Quel est le plus beau mot employé en gestion?
Confiance.

Et le plus laid?
Manque de confiance! Il y en a un autre aussi : ego. Il représente ce type de personne qui ne pense qu’à elle.

Qu'est-ce qui est le plus satisfaisant dans la vie d'une dirigeante?
Le sentiment d’avancer tous ensemble, de sentir qu’on est allumés par la même vision, qu’on travaille dans le même but.

Dans votre rôle de PDG d'investissement Québec, quel portrait faites-vous du Québec?
Je note évidemment que l’énergie verte et tous ces minéraux critiques dans notre sol sont précieux. Je vois aussi le talent immense d’une population éduquée, ce qui attire nombre d’entreprises à s’établir ici. Mais pour celles-ci, la réglementation est complexe et rigide.
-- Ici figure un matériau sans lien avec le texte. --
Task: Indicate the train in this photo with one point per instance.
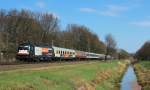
(28, 51)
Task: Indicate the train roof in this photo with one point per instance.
(60, 48)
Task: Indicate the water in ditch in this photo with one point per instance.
(129, 81)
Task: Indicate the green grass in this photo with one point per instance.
(145, 64)
(143, 73)
(54, 78)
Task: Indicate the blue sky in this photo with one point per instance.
(127, 20)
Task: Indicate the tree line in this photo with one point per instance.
(18, 26)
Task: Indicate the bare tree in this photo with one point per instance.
(110, 45)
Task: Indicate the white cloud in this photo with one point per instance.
(144, 23)
(114, 10)
(41, 4)
(88, 10)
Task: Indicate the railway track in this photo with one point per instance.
(32, 65)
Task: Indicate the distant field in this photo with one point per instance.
(143, 74)
(87, 76)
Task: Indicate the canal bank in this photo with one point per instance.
(129, 80)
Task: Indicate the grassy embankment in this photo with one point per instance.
(88, 76)
(142, 70)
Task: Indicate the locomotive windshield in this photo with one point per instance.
(23, 50)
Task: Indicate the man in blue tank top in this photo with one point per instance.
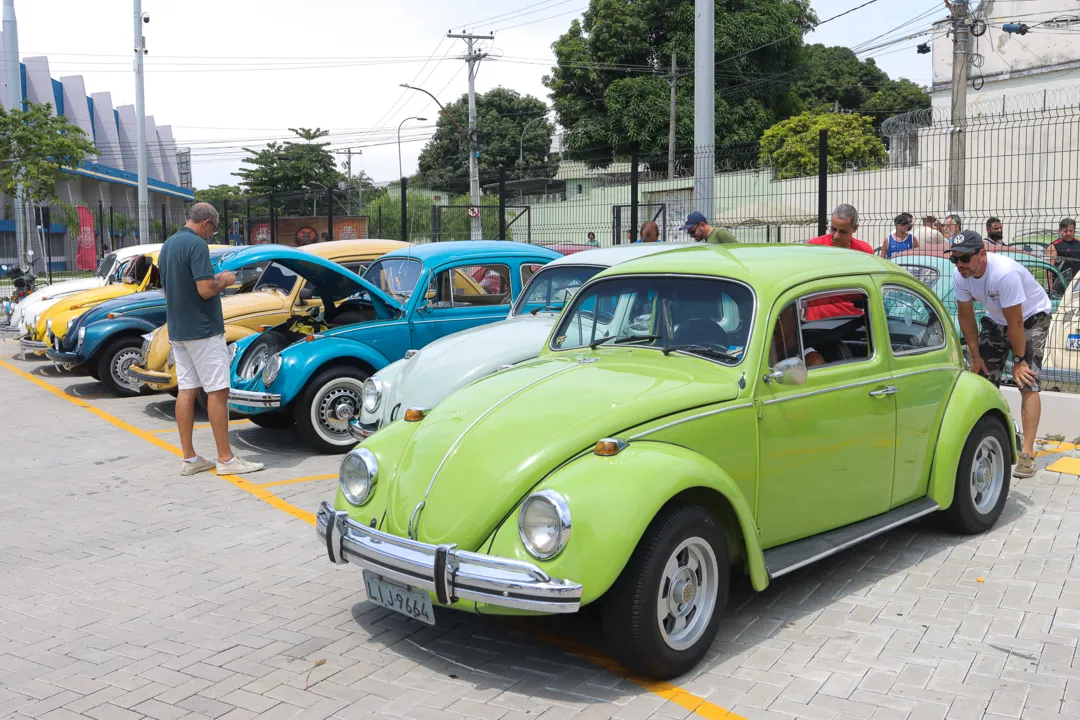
(902, 239)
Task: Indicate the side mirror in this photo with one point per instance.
(791, 371)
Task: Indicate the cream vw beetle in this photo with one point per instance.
(110, 270)
(424, 377)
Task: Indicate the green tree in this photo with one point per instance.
(791, 146)
(35, 148)
(501, 117)
(291, 166)
(608, 87)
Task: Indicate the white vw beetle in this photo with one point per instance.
(108, 271)
(424, 377)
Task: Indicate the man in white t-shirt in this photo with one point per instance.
(1017, 321)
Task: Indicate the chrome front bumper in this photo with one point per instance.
(252, 398)
(451, 574)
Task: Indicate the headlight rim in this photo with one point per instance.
(562, 512)
(379, 388)
(370, 465)
(271, 369)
C’est pour ça que nous sommes là, pour les accompagner en jouant le rôle de facilitateur.

Votre principal conseil aux jeunes qui désirent construire un avenir significatif?
Oser réaliser ses ambitions! Ne pas avoir peur de se tromper. Et lorsqu’on se trompe, car c’est normal de le faire, il faut en tirer quelque chose et se demander comment on peut faire les choses autrement.